Este estudo apresenta implicações teóricas e práticas importantes para a área de finanças. Para a teoria contribui no sentido de aprimorar a literatura sobre distribuição de dividendos e desempenho de mercado, uma vez que esta pesquisa identificou os efeitos do desempenho de mercado na distribuição de dividendos de países considerados emergentes, como é o caso do grupo BRICS. No que tange os profissionais, o entendimento da relação entre a distribuição de dividendos e o desempenho de mercado melhora a tomada de decisões financeiras realizadas nas empresas e a confiança dos investidores, haja vista que o desempenho de mercado apresenta reflexos na distribuição dos lucros gerados pelas organizações.

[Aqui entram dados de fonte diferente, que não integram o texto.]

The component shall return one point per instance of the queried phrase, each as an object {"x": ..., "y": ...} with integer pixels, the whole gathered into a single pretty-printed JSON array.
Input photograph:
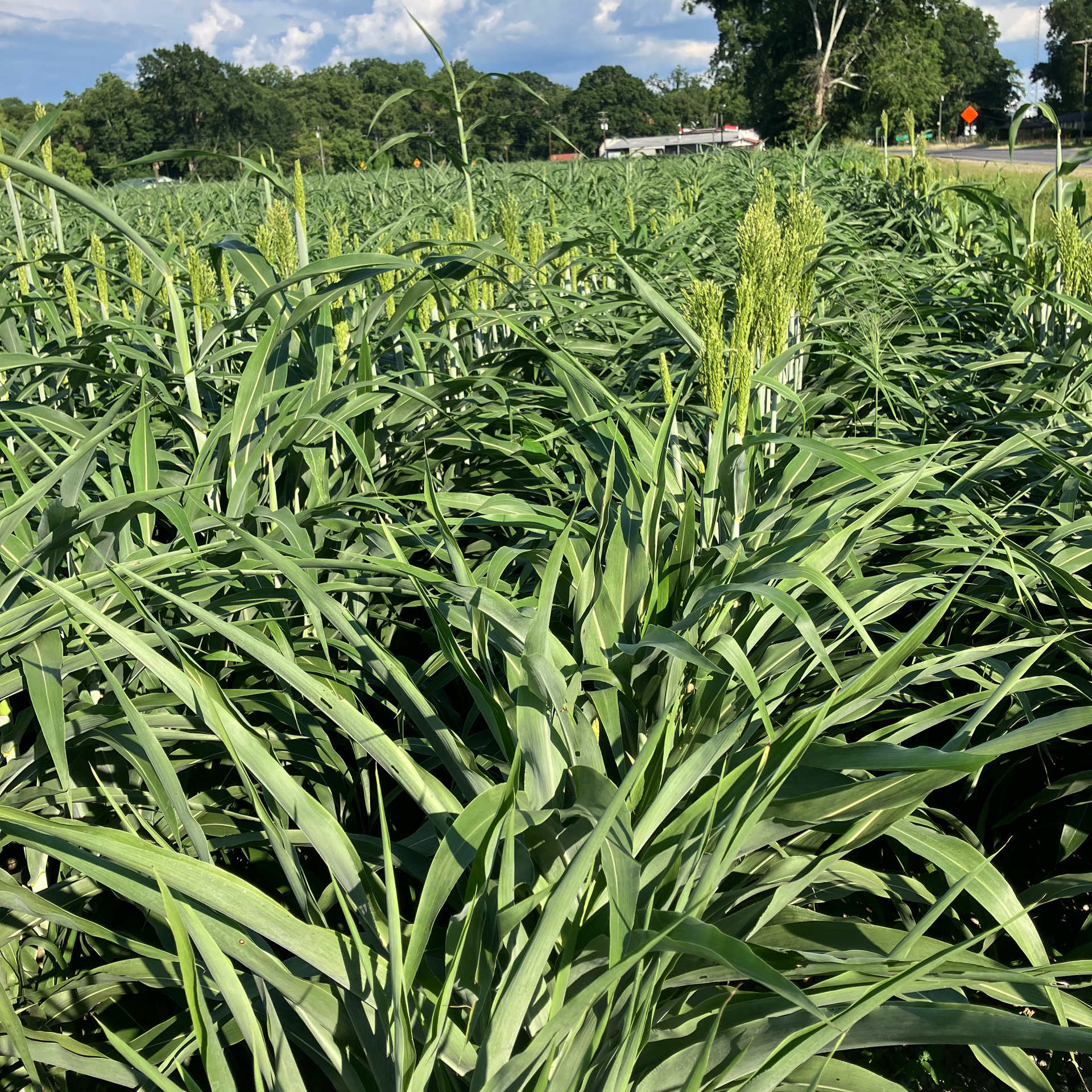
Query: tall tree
[
  {"x": 628, "y": 103},
  {"x": 111, "y": 126},
  {"x": 838, "y": 47},
  {"x": 1063, "y": 72},
  {"x": 197, "y": 101},
  {"x": 803, "y": 64}
]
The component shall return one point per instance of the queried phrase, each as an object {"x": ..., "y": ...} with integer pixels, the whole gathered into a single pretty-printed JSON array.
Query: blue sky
[{"x": 52, "y": 46}]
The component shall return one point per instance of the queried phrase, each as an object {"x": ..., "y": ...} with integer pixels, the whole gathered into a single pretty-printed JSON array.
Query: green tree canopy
[
  {"x": 628, "y": 103},
  {"x": 1063, "y": 72},
  {"x": 841, "y": 63}
]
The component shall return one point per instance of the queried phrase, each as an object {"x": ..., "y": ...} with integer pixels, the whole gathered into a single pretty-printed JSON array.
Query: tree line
[
  {"x": 785, "y": 67},
  {"x": 183, "y": 97},
  {"x": 795, "y": 66},
  {"x": 1062, "y": 75}
]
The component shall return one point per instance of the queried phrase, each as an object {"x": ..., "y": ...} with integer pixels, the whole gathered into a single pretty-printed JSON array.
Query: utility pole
[
  {"x": 1085, "y": 81},
  {"x": 1039, "y": 35}
]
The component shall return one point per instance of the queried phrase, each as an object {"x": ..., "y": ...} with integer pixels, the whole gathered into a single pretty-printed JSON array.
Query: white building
[{"x": 685, "y": 142}]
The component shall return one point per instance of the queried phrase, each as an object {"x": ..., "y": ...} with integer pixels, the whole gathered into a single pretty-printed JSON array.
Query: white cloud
[
  {"x": 288, "y": 53},
  {"x": 1016, "y": 21},
  {"x": 389, "y": 28},
  {"x": 214, "y": 21},
  {"x": 604, "y": 14}
]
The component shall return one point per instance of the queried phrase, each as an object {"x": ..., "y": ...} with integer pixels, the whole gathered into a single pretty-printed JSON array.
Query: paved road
[{"x": 1039, "y": 156}]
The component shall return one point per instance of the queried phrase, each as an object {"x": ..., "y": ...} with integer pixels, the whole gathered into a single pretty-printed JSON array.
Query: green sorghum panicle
[
  {"x": 98, "y": 260},
  {"x": 224, "y": 272},
  {"x": 665, "y": 378},
  {"x": 386, "y": 281},
  {"x": 276, "y": 239},
  {"x": 425, "y": 313},
  {"x": 297, "y": 196},
  {"x": 508, "y": 221},
  {"x": 202, "y": 284},
  {"x": 807, "y": 224},
  {"x": 705, "y": 307},
  {"x": 758, "y": 295},
  {"x": 464, "y": 224},
  {"x": 1075, "y": 256},
  {"x": 333, "y": 241},
  {"x": 536, "y": 243},
  {"x": 72, "y": 301},
  {"x": 135, "y": 260}
]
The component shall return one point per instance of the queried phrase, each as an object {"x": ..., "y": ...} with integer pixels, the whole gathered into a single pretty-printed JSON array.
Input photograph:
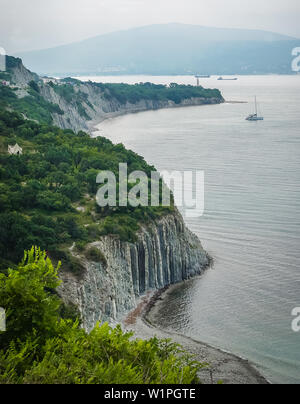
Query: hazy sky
[{"x": 36, "y": 24}]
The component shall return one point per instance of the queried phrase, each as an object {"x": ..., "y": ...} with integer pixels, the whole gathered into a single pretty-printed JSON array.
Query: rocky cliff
[
  {"x": 165, "y": 253},
  {"x": 99, "y": 107},
  {"x": 83, "y": 105}
]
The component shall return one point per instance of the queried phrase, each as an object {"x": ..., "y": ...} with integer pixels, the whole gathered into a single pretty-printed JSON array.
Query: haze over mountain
[{"x": 169, "y": 49}]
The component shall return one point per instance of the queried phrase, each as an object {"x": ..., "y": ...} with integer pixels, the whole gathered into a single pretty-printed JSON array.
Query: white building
[{"x": 15, "y": 150}]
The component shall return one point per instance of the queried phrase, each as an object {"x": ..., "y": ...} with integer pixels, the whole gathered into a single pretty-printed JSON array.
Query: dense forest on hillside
[
  {"x": 47, "y": 194},
  {"x": 157, "y": 92}
]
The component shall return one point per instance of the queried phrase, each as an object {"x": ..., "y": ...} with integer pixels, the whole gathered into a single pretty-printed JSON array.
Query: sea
[{"x": 251, "y": 220}]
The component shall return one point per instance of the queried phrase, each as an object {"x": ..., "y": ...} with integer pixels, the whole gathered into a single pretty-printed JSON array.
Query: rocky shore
[{"x": 223, "y": 367}]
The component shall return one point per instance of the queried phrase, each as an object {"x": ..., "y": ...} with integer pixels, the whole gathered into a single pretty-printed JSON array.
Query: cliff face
[
  {"x": 99, "y": 107},
  {"x": 165, "y": 253}
]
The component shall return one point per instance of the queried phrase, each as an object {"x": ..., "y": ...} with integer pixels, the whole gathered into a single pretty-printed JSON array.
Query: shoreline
[{"x": 225, "y": 367}]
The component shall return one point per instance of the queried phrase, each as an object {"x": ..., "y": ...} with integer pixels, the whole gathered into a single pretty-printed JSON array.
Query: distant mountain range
[{"x": 169, "y": 49}]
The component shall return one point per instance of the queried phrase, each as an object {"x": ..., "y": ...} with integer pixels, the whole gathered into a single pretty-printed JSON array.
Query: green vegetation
[
  {"x": 94, "y": 254},
  {"x": 40, "y": 347},
  {"x": 34, "y": 106},
  {"x": 149, "y": 91},
  {"x": 47, "y": 195}
]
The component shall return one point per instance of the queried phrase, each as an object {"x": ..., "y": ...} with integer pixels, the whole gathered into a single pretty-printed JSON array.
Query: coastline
[{"x": 224, "y": 367}]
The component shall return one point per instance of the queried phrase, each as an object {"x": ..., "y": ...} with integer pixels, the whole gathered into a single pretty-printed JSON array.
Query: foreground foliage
[{"x": 40, "y": 347}]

Frente às limitações do estudo, assume-se que o modelo analisado é uma aproximação para medir a influência do desempenho de mercado na distribuição de dividendos, assim, essa pesquisa carrega as limitações relacionadas ao modelo de variáveis utilizado e a impossibilidade da generalização dos resultados. Outra limitação é a não obrigatoriedade da distribuição de dividendos na Rússia, Índia, China e África do Sul. Vancin e Procianoy (2016) abordam que as empresas brasileiras listadas na bolsa têm a obrigação e não a opção de distribuir uma parcela de seus lucros. Sugere-se desenvolver pesquisas sobre períodos posteriores e a alteração do grupo estudado, visto que uma nova amostra possibilitará a utilização deste estudo para fins de comparabilidade dos resultados. Recomenda-se ainda a análise dos efeitos da estrutura acionária, da governança corporativa e da remuneração dos diretores executivos na política de distribuição de dividendos das empresas.